Dans les roues des motos S.S. arriva une formation de deux cents chars noir et rouge fonçant par rangs de dix. Chaque rangée qui défilait devant la tribune saluait avec une salve d’obus d’exercice, emplissant l’air d’un roulement de tonnerre répercuté à l’infini et de l’arôme puissant de la poudre. Feric répondit en dégainant le Commandeur d’Acier et en le brandissant droit au-dessus de sa tête jusqu’à ce que le dernier char fût passé, la hampe réverbérant les mille feux du grand svastika de flammes, de l’autre côté du champ de parade.

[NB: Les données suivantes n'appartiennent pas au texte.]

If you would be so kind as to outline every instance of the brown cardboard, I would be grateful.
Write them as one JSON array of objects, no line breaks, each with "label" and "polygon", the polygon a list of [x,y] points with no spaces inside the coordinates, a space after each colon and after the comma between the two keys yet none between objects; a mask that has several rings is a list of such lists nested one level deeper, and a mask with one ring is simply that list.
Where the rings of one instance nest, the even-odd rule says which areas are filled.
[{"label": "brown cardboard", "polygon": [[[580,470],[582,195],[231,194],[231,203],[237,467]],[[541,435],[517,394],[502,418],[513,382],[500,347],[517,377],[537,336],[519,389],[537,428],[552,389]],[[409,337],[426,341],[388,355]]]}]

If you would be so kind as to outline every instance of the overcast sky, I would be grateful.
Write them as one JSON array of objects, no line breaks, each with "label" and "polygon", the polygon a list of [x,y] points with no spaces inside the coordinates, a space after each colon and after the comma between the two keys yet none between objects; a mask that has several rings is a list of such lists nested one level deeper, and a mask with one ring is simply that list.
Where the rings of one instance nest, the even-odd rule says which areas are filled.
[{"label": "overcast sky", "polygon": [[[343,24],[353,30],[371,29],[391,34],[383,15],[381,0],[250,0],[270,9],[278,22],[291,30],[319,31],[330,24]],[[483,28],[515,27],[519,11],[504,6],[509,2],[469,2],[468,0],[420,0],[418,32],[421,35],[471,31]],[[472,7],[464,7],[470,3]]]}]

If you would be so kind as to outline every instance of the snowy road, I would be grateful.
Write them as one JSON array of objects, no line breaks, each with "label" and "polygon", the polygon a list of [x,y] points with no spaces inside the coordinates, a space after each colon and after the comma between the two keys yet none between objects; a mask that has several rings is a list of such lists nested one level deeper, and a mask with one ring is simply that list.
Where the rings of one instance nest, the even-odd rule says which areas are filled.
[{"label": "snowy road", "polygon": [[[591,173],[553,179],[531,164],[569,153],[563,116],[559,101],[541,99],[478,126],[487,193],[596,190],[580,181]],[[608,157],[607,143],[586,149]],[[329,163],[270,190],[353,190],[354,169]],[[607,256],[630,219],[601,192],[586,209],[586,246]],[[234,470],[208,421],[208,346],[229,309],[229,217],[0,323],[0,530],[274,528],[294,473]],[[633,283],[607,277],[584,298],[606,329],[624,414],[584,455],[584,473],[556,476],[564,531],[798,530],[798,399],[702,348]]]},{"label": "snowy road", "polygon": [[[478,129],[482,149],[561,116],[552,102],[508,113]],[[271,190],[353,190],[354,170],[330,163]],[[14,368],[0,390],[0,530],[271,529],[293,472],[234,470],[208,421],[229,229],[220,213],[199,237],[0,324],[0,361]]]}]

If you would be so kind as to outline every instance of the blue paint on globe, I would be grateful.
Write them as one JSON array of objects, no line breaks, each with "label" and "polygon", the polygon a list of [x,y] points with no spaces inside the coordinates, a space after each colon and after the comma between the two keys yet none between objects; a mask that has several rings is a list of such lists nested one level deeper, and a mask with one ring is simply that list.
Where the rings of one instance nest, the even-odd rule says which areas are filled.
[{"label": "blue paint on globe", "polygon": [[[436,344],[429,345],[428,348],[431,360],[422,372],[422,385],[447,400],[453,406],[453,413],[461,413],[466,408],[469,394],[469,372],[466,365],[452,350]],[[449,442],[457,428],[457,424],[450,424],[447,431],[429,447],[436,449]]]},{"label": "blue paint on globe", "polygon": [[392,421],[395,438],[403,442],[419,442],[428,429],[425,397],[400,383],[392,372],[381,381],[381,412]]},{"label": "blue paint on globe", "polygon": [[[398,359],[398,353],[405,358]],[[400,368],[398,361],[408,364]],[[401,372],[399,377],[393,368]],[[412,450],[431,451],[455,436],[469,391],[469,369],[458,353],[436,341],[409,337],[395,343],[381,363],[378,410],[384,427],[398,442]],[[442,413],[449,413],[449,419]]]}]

Très loin au-dessous de lui, Feric voyait un océan de Helders qui s’étendait jusqu’à l’horizon, clamant, bondissant et saluant follement, enfiévrés par la gloire du moment. Des tonneaux de bière furent mis en perce, et ici et là des gens se mirent spontanément à danser. Des milliers de torches improvisées furent allumées et agitées frénétiquement dans les airs. Des feux d’artifice furent allumés, ajoutant à cette ambiance de carnaval.

D’immenses formations de l’infanterie régulière défilèrent dans leur uniforme vert-de-gris, projetant à chaque pas leurs bottes à hauteur de visage et exécutant des saluts d’ensemble avec une ardeur percutante. Le bruit de la multitude en fête s’enflait pour devenir une force tangible que Feric percevait dans chaque fibre de son être ; un amalgame exaltant d’acclamations, de feux d’artifice, de musique et de danse, de martèlements de bottes, de rugissement des moteurs et de coups de canon. Escadrille après escadrille, les chasseurs noirs vrombirent au-dessus des têtes en lâchant de longues traînées de fumée bleu, vert, rouge et jaune.